Sophomore guard Reece Beekman led the Cavaliers with a career-high 20 points. His previous high was 12 points, and he matched that with 6:28 to play in the first half. Until Wednesday night, when he was 3 for 5 from beyond the arc, the 6-foot-3 Beekman had never made more than one trey in a college game.
Against Clemson, Beekman hit his first 3-point attempt and shot with confidence thereafter.
“It felt good,” he said, “because I’ve been struggling a little bit. I’ve been coming in extra and getting shots up, so seeing a couple fall tonight it felt good.”
Beekman “played a good game,” Bennett said, “and we need probably three or four guys to be chipping in and doing that.”
Franklin, a 6-foot-4 transfer from Indiana, continued to struggle from 3-point range, missing 6 of 7 attempts Wednesday. He was 4 for 6 from inside the arc, however, and finished with 13 points and a team-high eight rebounds.
For the Cavaliers’ frontcourt players, this was a game to forget. Jayden Gardner missed 7 of 9 shots from the floor. Igor Milicic Jr. went scoreless in 10 minutes off the bench. Kadin Shedrick blocked a career-high six shots, but he and UVA’s other center, Francisco Caffaro, had two points and two rebounds between them.
Clemson, meanwhile, received significant contributions from 6-foot-10 PJ Hall, 6-foot-8 Hunter Tyson, 6-foot-6 Naz Bohannon and 6-foot-7 Ian Schieffelin.
“Our big guys aren’t going to give us a ton of points,” Bennett said, “but they have to keep challenging themselves to be on the glass, to get us some offensive rebounds, defensive rebounds, and just anchor that defense.”
The Hoos don’t have many interior options, and Shedrick and Caffaro “are getting great opportunities,” Bennett said. “These are the opportunities that they desired, they wanted, that I want them to get.

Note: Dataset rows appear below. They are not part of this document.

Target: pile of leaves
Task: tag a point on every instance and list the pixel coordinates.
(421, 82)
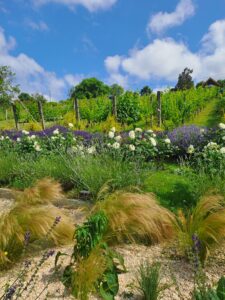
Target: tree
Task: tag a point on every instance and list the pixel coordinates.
(116, 90)
(89, 88)
(7, 89)
(146, 90)
(185, 81)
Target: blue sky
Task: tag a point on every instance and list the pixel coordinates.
(54, 44)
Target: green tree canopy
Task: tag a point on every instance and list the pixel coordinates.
(185, 81)
(146, 90)
(89, 88)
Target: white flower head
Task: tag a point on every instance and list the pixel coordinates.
(153, 141)
(222, 150)
(138, 130)
(190, 149)
(222, 126)
(132, 134)
(111, 134)
(25, 132)
(132, 147)
(167, 141)
(56, 131)
(116, 145)
(118, 138)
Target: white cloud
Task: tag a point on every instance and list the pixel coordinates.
(40, 25)
(164, 59)
(91, 5)
(31, 76)
(161, 21)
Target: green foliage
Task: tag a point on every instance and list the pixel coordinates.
(89, 88)
(185, 81)
(149, 281)
(128, 108)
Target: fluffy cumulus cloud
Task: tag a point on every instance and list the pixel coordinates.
(91, 5)
(31, 76)
(161, 21)
(166, 58)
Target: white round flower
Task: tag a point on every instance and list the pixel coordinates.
(111, 134)
(132, 134)
(222, 150)
(132, 147)
(138, 130)
(25, 132)
(190, 149)
(167, 141)
(56, 131)
(153, 142)
(222, 126)
(118, 138)
(91, 150)
(116, 145)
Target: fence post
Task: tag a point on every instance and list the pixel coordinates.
(15, 115)
(159, 109)
(151, 114)
(114, 106)
(76, 109)
(40, 109)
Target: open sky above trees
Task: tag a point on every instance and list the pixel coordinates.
(54, 44)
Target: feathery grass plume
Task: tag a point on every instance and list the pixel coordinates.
(135, 217)
(45, 191)
(87, 274)
(33, 211)
(149, 280)
(206, 221)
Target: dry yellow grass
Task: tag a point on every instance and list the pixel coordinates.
(135, 217)
(33, 212)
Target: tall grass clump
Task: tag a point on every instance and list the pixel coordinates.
(149, 280)
(135, 217)
(33, 211)
(206, 222)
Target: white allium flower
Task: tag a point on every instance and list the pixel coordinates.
(167, 141)
(132, 147)
(91, 150)
(56, 131)
(153, 142)
(132, 134)
(222, 126)
(111, 134)
(138, 130)
(222, 150)
(116, 145)
(190, 149)
(118, 138)
(25, 132)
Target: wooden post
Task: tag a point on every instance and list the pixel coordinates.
(159, 109)
(151, 115)
(40, 109)
(76, 109)
(114, 107)
(15, 115)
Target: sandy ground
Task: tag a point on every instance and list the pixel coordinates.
(176, 273)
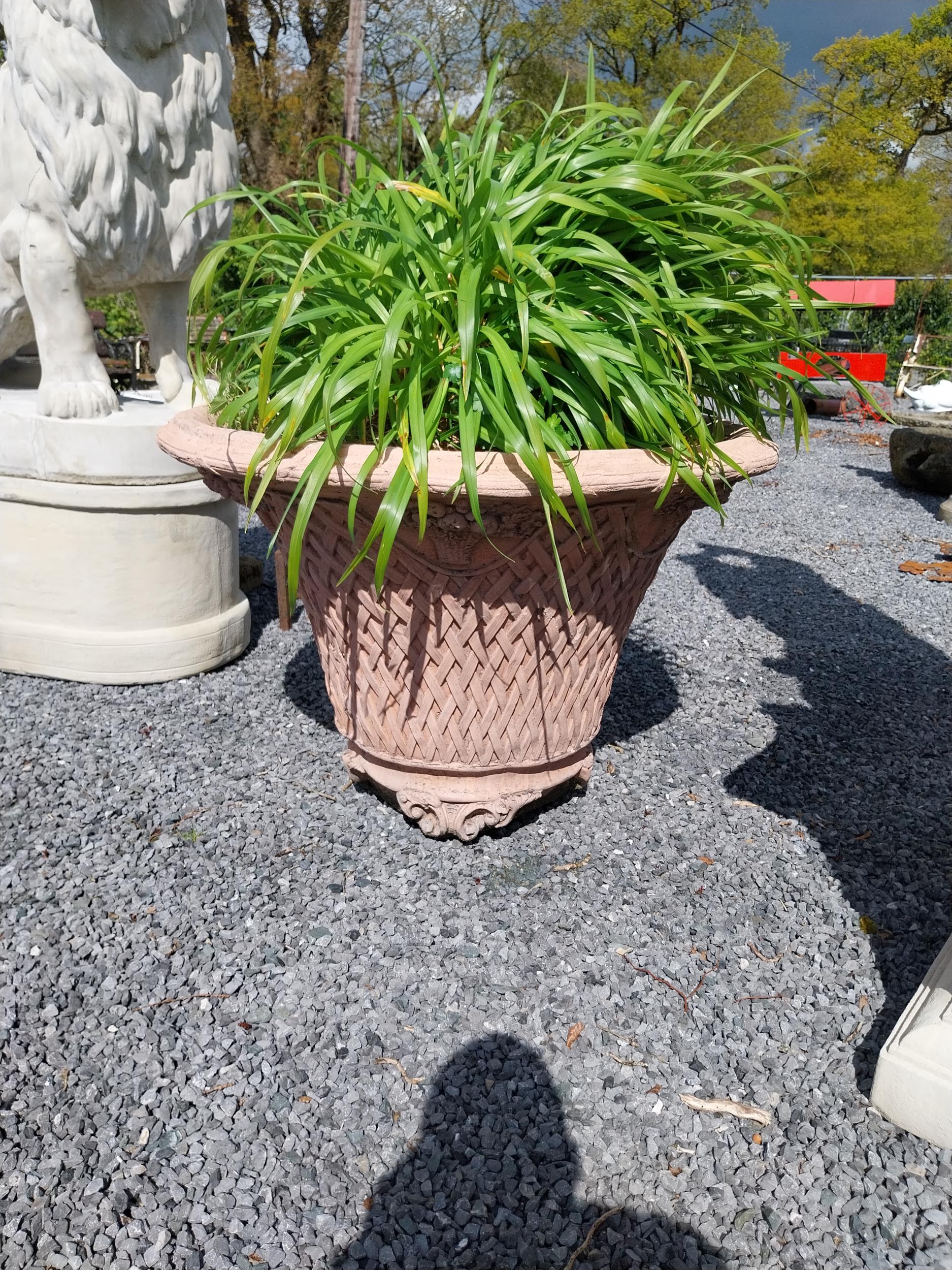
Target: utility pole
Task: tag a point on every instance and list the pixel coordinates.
(353, 83)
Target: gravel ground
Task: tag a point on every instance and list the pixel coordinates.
(252, 1018)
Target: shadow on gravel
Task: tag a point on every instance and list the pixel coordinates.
(643, 694)
(490, 1184)
(265, 600)
(869, 753)
(928, 502)
(304, 684)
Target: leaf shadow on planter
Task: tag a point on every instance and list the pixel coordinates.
(869, 752)
(493, 1183)
(643, 695)
(928, 502)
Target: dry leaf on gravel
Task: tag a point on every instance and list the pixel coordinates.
(395, 1062)
(728, 1106)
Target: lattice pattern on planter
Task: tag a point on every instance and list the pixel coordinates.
(465, 659)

And you grow through these experiences when you go against those physical good players. And you just keep showing up and getting better.”
On several possessions, Clemson scored on contested late-clock shots, negating the Cavaliers’ solid defense.

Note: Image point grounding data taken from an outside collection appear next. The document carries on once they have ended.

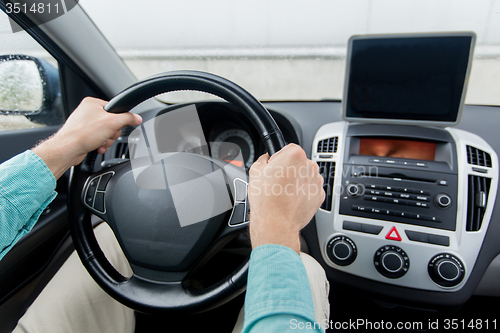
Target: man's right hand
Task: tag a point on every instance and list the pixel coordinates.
(285, 191)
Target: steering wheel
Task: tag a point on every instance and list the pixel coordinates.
(161, 252)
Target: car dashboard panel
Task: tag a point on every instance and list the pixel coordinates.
(414, 223)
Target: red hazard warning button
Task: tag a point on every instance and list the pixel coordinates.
(393, 235)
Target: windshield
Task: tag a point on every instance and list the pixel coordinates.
(286, 49)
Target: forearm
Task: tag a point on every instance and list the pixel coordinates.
(57, 155)
(278, 295)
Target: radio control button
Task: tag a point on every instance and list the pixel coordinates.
(442, 200)
(422, 192)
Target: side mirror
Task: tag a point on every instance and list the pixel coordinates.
(30, 86)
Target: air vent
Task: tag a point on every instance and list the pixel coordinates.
(479, 188)
(328, 145)
(122, 147)
(122, 151)
(478, 157)
(327, 170)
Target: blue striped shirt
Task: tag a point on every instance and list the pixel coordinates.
(27, 187)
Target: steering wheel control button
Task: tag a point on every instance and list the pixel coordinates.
(393, 234)
(446, 270)
(99, 202)
(442, 200)
(391, 261)
(240, 189)
(342, 250)
(239, 214)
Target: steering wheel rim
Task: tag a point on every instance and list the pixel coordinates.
(139, 293)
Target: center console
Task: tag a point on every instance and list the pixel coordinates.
(408, 198)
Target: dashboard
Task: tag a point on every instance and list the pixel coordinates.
(416, 220)
(434, 165)
(409, 213)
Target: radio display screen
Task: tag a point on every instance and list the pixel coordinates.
(411, 149)
(407, 78)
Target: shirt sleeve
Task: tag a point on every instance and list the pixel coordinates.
(27, 187)
(278, 297)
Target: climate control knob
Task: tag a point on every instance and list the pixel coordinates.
(391, 261)
(446, 270)
(355, 190)
(442, 200)
(342, 250)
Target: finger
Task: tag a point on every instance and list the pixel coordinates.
(126, 119)
(108, 143)
(264, 158)
(116, 135)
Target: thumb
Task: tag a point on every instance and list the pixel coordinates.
(127, 119)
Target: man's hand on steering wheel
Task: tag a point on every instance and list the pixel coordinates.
(285, 191)
(89, 127)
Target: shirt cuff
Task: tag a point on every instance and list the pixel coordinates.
(277, 286)
(27, 187)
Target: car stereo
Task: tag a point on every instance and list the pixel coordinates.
(407, 202)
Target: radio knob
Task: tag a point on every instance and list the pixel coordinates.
(442, 200)
(354, 190)
(342, 250)
(446, 270)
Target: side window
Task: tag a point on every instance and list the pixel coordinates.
(29, 82)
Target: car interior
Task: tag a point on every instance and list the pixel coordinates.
(407, 234)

“It kind of stings a little,” said Beekman, who had a game-high three steals.
Bennett said: “That seems like it’s happened a lot this year, where you’re there [defensively] and guys, whether it’s a bank shot or a tough shot, [score anyway] … We have some challenges, obviously, to score the basketball, and so we’re trying to hang our hat on the defense. So those did hurt certainly.”
From a team that won the ACC’s regular-season title in 2020-21, Virginia lost six of its top eight scorers. Three of those players are on NBA rosters this season. This always figured to be a challenging season for the Cavaliers, who have become fixtures in the NCAA tournament under Bennett, and more tests await them in the ACC.
“You keep battling,” Bennett said. “You just keep working. We’ve played good stretches of basketball. and we’ve played some poor stretches of basketball, and that’s playing itself out.”
Bennett didn’t mince words with his players after the game. “I said, ‘We’re going to find out in this room [if] we have the group of guys we can go through adversity with, and then keep trying to grow from it and just keep showing up and keep knocking.’ That’s all you can do in these spots. But can we get this turned around? Absolutely. You pursue that, and no matter what you just keep getting better.”